Confused? Don’t worry – you’re not alone. The films plot is honestly not super complicated in the end, but it does a pretty poor job of conveying everything that is happening, why it all matters, and tries it’s best to not let you explore the world created for the film. Instead we get a rushed, boring, and kind of creepy love story that develops between Jupiter and Caine. Literally after having spent minutes with Caine, Jupiter is hitting on him, and refuses to let up for the remainder of the film, even after learning that he’s pretty much mentally unstable and kills people.
It’s really a shame, because beyond the love story, Jupiter Ascending is actually kind of awesome.
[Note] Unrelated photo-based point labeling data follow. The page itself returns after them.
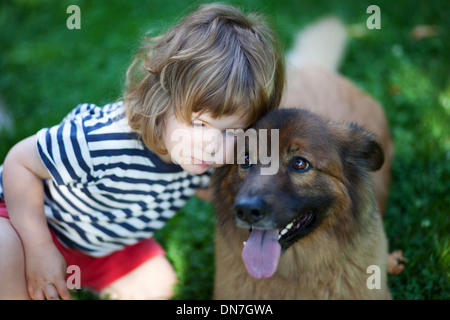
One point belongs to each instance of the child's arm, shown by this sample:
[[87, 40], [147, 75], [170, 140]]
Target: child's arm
[[23, 172]]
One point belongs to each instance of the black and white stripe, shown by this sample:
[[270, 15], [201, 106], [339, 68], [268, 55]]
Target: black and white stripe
[[107, 190]]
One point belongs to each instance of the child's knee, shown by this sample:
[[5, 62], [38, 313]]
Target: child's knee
[[152, 280], [12, 263]]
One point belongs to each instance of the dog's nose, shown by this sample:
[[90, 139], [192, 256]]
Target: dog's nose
[[250, 209]]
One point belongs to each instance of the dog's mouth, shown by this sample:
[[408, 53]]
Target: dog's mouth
[[264, 247], [295, 229]]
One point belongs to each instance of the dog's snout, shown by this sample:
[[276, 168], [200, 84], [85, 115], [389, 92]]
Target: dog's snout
[[250, 209]]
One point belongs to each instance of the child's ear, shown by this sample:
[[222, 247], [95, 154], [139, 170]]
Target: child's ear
[[363, 148]]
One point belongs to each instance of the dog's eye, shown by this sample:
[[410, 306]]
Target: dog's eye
[[247, 162], [300, 164]]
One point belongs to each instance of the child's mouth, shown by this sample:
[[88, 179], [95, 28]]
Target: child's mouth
[[200, 162]]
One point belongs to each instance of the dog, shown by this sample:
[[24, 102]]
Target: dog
[[312, 230]]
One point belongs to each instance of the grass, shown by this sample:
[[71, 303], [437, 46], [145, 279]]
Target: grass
[[47, 69]]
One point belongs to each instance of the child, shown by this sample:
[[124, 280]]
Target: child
[[92, 190]]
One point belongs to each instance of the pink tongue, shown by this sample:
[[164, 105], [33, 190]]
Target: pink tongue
[[261, 253]]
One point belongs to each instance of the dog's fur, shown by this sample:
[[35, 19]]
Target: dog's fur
[[329, 255]]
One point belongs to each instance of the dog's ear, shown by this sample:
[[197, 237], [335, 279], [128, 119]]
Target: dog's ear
[[363, 148]]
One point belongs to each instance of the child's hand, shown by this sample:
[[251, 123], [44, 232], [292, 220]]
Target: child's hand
[[46, 271]]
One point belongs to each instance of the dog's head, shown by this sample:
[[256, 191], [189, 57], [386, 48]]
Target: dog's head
[[321, 169]]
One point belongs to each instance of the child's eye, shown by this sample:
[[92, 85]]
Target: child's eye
[[197, 124], [229, 132]]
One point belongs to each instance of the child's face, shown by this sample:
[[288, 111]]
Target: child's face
[[201, 145]]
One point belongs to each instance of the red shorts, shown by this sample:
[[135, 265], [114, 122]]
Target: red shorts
[[98, 273]]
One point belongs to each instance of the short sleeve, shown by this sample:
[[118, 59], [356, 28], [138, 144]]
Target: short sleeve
[[64, 152]]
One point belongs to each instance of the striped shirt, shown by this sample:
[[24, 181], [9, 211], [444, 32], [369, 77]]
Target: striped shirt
[[107, 190]]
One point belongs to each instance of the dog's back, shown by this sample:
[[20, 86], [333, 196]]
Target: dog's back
[[318, 267], [314, 84]]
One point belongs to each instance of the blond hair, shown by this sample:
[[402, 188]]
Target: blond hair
[[216, 60]]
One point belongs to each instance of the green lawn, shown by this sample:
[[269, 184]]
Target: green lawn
[[47, 69]]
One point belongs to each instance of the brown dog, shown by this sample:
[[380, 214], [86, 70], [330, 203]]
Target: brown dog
[[315, 228]]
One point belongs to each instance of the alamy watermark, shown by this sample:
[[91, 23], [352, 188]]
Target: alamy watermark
[[374, 21], [251, 145], [74, 280], [74, 20]]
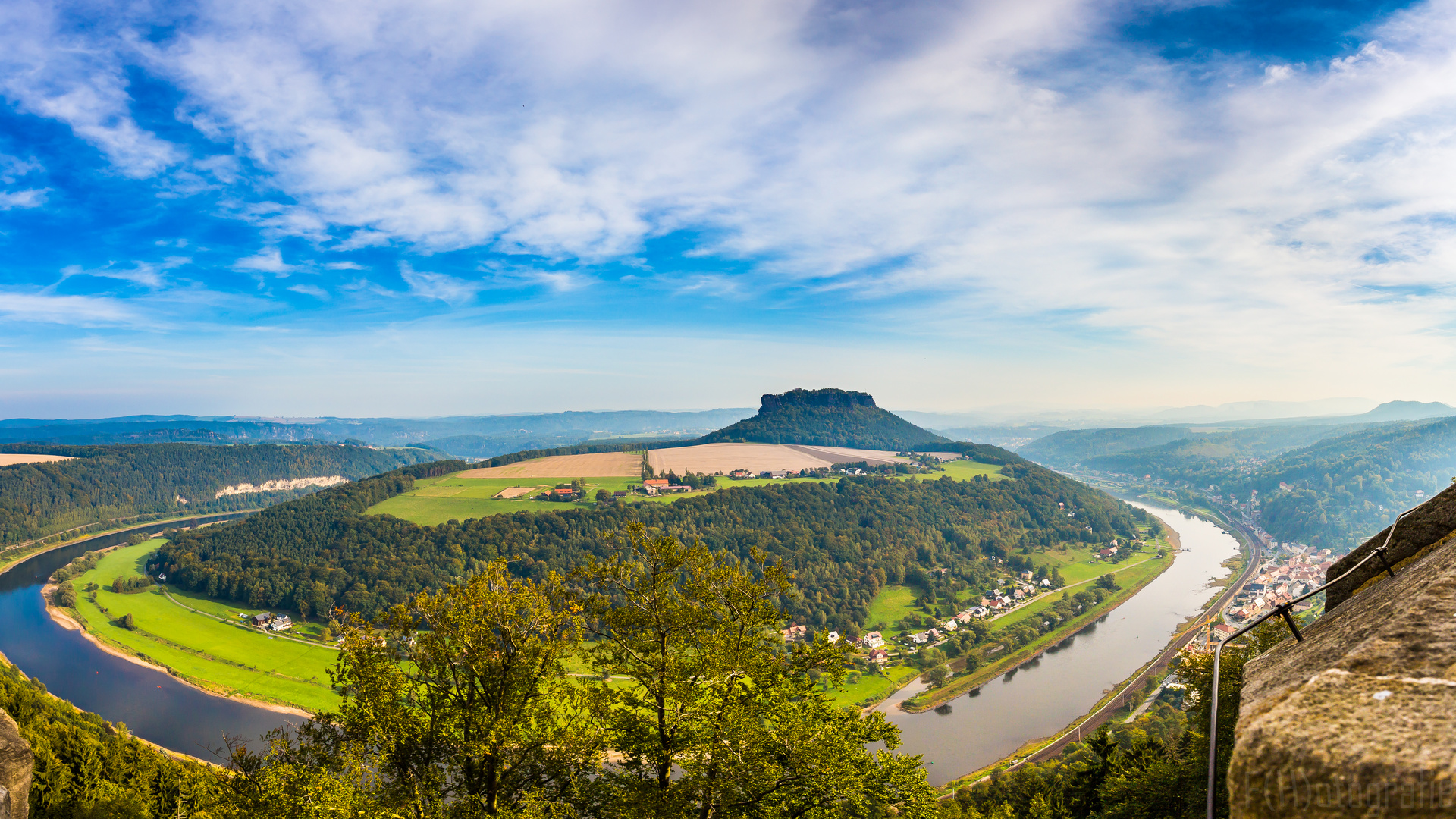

The visual effects are top notch, and the design and aesthetics of everything created are unique and original. There are a variety of alien races that seamlessly exist in the film in ways you only see successfully pulled off in things like Star Wars and Star Trek. The film has a selection of wild, lengthy action sequences, that are enthralling and entertaining, especially when viewed on an IMAX 3D screen.
The downfall of the world created comes from the imbalance of tone expressed in various scenes. For the most part the film is a little melodramatic, but given the grand space opera vibe, it works. Some sequences really dive down different routes, from Balem’s dark, violent, and over-the-top monologues, to a sequence likened to the DMV, which is downright campy, comical, and ripped straight from Terry Gilliam’s Brazil, even featuring a cameo from Gilliam himself. It provides for some awkward transitions between scenes, where non-using music or ambient effects was clearly chosen for creative reasons, but produces really jarring moments.
In the end, Jupiter Ascending is a big disappointment. It really has the makings of a great science fiction film, but the execution blunders pretty heavily. The love story pulls away from the world too much, which is heartbreaking considering the interesting locations, creatures, and technology on display. The wavy tone throughout gives the film a sense of schizophrenia, leaving me disengaged from scene to scene. Still, I’ll always support original science fiction, even if it turns out poorly.